The exhaustion people feel isn't from being replaced. It's from the constant piloting required. Every iteration demands judgment. Every output needs evaluation. Every session becomes a dance of guidance and correction. You're not doing less work - you're doing different work. Higher leverage, but requiring constant attention.
This is why senior developers adapted fastest to traditional workflows while juniors invented entirely new ones. Seniors navigate with existing quality maps.

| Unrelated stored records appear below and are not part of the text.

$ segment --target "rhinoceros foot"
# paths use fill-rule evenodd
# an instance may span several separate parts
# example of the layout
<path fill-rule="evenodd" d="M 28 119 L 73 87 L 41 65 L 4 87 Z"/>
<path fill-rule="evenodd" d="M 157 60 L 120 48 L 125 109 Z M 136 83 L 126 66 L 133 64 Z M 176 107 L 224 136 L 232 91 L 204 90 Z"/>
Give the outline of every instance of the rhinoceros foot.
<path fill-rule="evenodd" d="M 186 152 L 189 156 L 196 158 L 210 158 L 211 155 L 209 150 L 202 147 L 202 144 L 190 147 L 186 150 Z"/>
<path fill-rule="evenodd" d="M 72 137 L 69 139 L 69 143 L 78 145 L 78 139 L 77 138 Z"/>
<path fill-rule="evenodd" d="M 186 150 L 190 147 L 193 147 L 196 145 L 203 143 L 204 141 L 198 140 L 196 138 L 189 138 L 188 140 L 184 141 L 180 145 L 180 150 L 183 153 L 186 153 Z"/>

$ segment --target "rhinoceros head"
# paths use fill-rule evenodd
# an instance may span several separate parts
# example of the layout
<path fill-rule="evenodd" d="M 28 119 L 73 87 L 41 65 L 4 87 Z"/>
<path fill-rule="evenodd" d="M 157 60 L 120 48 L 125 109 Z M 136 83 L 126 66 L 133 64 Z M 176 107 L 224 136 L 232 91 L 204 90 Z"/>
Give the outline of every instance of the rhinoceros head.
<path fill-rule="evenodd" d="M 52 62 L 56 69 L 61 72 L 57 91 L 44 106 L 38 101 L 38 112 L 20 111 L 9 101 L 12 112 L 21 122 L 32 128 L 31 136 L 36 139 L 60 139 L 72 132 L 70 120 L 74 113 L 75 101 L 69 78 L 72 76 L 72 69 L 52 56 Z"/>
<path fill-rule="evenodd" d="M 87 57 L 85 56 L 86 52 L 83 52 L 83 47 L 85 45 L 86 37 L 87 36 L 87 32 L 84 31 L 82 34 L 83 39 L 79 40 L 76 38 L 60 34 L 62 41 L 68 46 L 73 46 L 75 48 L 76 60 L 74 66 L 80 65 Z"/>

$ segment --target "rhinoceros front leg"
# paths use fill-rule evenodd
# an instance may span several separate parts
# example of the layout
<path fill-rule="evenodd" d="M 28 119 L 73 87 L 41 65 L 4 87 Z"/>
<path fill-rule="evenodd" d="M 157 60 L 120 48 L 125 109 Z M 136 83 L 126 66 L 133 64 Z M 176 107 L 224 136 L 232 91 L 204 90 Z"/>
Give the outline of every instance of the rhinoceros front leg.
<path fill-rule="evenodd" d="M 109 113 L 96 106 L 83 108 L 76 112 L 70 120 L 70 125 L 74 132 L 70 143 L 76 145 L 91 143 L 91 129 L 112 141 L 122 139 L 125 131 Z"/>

Juniors are building different maps altogether - spec-driven development, vibe-coding communities, using AI as a tutor to accelerate learning. The exoskeleton amplifies what you have, but it also helps you build what you don't have yet. This isn't rigid machinery - it's software that shapeshifts to your needs.
For some tasks, this amplification is transformative. You can build systems you couldn't conceive alone. Write at scales you couldn't sustain. Create things that would have taken weeks in hours. The exoskeleton lets you punch far above your weight class.
But you never know if that transformation is two iterations away or two hundred. Sometimes you get lucky and start near excellence. Sometimes you're grinding for hours just to escape mediocrity. The exhaustion is real. The power is real. The constraint is permanent.
We're all exoskeleton pilots now. The question isn't whether AI will replace you. It's whether you're willing to do the work of navigation.
So understanding this means knowing when iteration is worth it.
For production code, for work that matters, for anything where the difference between mediocre and excellent counts - the grinding is worth it. You can build systems you couldn't conceive alone, solve problems that were previously intractable, create at scales you couldn't sustain. It might take an unknown number of iterations, but the outcome justifies the exhaustion.
For internal emails, meeting notes, first drafts? Maybe slop is fine. Maybe a couple of iterations to mediocre. Save your energy for where quality matters.
The mistake is treating all tasks the same - using AI for everything or nothing. The skill is recognising which tasks deserve the grinding and which can live with "good enough."
GPT-5 won't eliminate the constraint. GPT-N won't eliminate it. Scaling helps - bigger models start closer to good outputs more often - but they still can't see the destination. They're still mapless travellers. You can make the salesman faster, give him better shoes, but he still can't see the map.
Multiple agents won't fix it either. Multiple mapless navigators are still mapless. They're just bumping into each other in the dark.
So here's your decoder ring for the AI age:
Will it require iteration? Yes. How many? You can't know until you start walking.
Is it worth the effort? Depends on what you're building.
When should you grind? When excellence matters. When you need something you couldn't create alone.
When should you accept slop? When "good enough" is actually good enough.
The future isn't AI replacing programmers. It's programmers becoming navigation coaches, guiding systems that can walk but cannot see. Every time you fire up ChatGPT, you're hiring a mapless traveling salesman. Whether you guide them to excellence or accept their first guess depends on what you're trying to build.
We're in the age of mandatory iteration. The age of cognitive exoskeletons. The age where humans aren't replaced but transformed into pilots of immensely powerful, fundamentally limited systems.
At least now you know why. And knowing why changes everything about how you navigate.
Welcome to the age where nothing works on the first try.